Ich wollte Dich eigentlich nicht zu einer kleinen Doktorarbeit anspornen. Mir ist es eigentlich gleichgültig, wie man die Geschehenisse des 17. Jahrhunderts beurteilt. Ob die Russen Kolonisatoren, Okkupanten oder Entdecker waren, ist an sich belanglos, da jedes Land in seiner Geschichte diese Phasen durchmachte.
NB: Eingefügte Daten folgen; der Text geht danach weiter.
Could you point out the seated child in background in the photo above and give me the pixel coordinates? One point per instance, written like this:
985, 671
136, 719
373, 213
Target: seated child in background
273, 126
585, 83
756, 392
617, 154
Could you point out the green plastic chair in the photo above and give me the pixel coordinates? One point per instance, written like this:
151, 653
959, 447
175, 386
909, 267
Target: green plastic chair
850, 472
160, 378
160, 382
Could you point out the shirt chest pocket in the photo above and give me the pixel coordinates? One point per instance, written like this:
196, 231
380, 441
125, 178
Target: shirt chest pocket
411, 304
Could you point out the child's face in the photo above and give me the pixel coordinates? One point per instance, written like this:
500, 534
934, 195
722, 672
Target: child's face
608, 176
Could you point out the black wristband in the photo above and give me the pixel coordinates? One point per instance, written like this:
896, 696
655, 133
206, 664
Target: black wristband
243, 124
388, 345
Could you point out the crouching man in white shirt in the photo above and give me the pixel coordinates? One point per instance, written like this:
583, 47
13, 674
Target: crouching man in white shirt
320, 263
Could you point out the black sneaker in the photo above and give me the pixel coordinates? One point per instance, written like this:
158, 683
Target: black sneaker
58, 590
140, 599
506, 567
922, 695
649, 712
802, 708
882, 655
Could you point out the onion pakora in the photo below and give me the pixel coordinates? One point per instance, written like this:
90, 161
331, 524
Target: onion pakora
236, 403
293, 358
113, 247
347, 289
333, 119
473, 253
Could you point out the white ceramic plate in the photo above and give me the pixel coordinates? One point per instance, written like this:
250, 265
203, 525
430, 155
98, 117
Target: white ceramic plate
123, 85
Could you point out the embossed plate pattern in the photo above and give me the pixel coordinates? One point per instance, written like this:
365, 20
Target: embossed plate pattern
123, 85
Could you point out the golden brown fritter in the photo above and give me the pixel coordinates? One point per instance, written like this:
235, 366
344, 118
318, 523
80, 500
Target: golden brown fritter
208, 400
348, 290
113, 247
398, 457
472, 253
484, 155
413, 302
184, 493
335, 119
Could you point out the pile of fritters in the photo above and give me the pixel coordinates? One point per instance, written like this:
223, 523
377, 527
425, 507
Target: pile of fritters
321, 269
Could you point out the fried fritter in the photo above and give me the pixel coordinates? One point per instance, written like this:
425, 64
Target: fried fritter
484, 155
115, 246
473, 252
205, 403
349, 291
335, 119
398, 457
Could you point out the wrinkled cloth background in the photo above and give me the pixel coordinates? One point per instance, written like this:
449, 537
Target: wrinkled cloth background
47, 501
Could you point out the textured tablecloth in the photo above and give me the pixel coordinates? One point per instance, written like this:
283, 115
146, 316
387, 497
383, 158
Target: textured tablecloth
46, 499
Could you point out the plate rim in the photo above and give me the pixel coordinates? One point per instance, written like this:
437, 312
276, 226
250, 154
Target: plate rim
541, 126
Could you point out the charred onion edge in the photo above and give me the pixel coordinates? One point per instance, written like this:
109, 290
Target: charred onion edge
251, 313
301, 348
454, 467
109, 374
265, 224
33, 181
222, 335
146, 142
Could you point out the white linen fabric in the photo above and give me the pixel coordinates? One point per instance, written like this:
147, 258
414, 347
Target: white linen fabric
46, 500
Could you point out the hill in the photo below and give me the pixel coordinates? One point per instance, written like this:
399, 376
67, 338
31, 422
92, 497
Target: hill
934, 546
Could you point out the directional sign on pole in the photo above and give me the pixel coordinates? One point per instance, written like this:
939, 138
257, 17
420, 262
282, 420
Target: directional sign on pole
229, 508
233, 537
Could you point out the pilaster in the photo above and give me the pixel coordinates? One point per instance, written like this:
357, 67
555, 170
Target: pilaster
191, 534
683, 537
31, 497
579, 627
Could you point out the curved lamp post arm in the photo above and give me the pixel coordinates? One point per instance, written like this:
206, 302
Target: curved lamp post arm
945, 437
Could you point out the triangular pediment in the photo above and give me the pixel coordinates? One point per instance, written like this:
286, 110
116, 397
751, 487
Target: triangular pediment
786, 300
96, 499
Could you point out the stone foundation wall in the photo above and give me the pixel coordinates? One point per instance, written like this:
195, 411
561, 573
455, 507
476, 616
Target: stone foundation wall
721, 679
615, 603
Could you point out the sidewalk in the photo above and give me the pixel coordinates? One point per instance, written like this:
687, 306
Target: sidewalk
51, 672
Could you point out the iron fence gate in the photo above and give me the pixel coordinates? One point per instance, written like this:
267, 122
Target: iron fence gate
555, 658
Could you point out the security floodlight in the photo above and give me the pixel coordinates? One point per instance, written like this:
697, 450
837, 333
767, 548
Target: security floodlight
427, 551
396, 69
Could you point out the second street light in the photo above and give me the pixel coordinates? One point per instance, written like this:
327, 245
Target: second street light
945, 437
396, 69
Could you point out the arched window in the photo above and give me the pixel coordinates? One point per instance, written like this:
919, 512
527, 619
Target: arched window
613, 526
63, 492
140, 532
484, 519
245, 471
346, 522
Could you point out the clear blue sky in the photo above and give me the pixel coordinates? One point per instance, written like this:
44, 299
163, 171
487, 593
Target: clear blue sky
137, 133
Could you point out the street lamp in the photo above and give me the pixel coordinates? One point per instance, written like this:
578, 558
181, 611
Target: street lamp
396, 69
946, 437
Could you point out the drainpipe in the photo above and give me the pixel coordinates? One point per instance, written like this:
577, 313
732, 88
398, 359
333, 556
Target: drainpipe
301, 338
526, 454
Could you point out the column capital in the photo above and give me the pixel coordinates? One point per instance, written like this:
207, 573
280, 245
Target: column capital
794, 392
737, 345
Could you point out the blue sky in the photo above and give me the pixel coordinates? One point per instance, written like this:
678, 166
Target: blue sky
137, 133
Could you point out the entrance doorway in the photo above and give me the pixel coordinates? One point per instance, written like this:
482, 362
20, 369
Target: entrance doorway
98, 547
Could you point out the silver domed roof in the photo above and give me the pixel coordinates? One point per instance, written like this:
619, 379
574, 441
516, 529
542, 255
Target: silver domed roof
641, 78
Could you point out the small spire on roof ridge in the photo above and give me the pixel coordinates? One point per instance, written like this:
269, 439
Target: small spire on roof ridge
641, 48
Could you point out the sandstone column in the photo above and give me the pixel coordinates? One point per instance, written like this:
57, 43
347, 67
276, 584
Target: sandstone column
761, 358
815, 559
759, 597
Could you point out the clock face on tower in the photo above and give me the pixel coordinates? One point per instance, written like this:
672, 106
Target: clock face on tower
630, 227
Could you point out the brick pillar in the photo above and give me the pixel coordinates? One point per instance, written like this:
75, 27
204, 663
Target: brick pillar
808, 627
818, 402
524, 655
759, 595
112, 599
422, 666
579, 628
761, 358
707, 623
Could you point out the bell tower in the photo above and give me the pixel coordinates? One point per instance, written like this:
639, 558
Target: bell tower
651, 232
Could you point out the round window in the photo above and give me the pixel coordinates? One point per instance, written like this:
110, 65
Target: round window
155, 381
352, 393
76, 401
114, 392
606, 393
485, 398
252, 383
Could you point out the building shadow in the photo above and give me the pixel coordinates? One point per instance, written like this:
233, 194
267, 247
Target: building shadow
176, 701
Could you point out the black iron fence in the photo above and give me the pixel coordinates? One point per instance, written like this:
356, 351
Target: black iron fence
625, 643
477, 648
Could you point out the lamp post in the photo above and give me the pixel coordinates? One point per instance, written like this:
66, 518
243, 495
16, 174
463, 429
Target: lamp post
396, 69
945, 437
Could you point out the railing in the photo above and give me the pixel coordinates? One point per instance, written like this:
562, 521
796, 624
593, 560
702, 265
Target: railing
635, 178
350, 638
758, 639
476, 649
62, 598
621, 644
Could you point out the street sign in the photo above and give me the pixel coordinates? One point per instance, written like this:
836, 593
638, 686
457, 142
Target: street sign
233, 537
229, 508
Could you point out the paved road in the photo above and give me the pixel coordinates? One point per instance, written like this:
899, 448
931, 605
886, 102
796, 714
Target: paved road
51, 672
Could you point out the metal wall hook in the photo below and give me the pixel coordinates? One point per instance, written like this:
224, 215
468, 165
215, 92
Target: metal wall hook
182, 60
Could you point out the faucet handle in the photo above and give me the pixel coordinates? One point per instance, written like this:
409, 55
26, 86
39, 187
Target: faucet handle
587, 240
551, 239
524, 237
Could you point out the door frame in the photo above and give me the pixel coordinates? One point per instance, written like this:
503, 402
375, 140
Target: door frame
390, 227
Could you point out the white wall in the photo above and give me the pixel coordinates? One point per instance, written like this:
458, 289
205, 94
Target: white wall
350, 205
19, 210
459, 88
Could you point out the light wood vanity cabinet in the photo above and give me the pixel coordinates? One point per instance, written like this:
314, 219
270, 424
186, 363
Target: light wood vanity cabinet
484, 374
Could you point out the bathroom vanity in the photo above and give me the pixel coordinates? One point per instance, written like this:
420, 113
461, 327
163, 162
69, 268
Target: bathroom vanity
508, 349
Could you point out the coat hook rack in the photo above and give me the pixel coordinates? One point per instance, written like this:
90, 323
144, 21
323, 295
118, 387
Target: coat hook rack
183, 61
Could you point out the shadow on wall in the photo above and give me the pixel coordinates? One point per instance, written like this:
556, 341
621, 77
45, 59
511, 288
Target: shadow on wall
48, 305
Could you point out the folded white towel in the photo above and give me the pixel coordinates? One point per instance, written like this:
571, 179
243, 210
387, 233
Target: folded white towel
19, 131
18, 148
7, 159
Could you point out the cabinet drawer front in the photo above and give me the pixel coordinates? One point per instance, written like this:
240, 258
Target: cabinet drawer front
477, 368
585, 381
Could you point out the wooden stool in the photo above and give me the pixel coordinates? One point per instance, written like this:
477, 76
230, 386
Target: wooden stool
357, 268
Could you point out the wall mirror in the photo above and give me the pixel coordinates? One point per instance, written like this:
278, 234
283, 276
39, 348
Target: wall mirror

Die USA oder Großbritannien sind da nicht anders als China oder Russland.
Ich bin mit Deiner kleinen Veränderung einverstanden.
Das einzige, was ich bisschen bezweifle (sieh es mir bitte nach), dass sind die wehmütigen Erinnerungen von südsibirischen Stämmen an ihre "verlorene Heimat" China. Es mad sein,dass sie Dir so was erzählt haben, nur wie ernst man es damit meint, ist was anderes. Ich bin auch ein Wissenschaftler und kann Dir sagen, dass viele Leute bewusst oder unbewusst ihre Meinung den geänderten Verhältnissen anpassen. Ich kann Dir versichern, hättest Du mit den eben diesen Ewenken oder anderen zur Sowjetzeit gesprochen, hätten sie Dir was anderes erzählt. Aber das ist eine andere Geschichte.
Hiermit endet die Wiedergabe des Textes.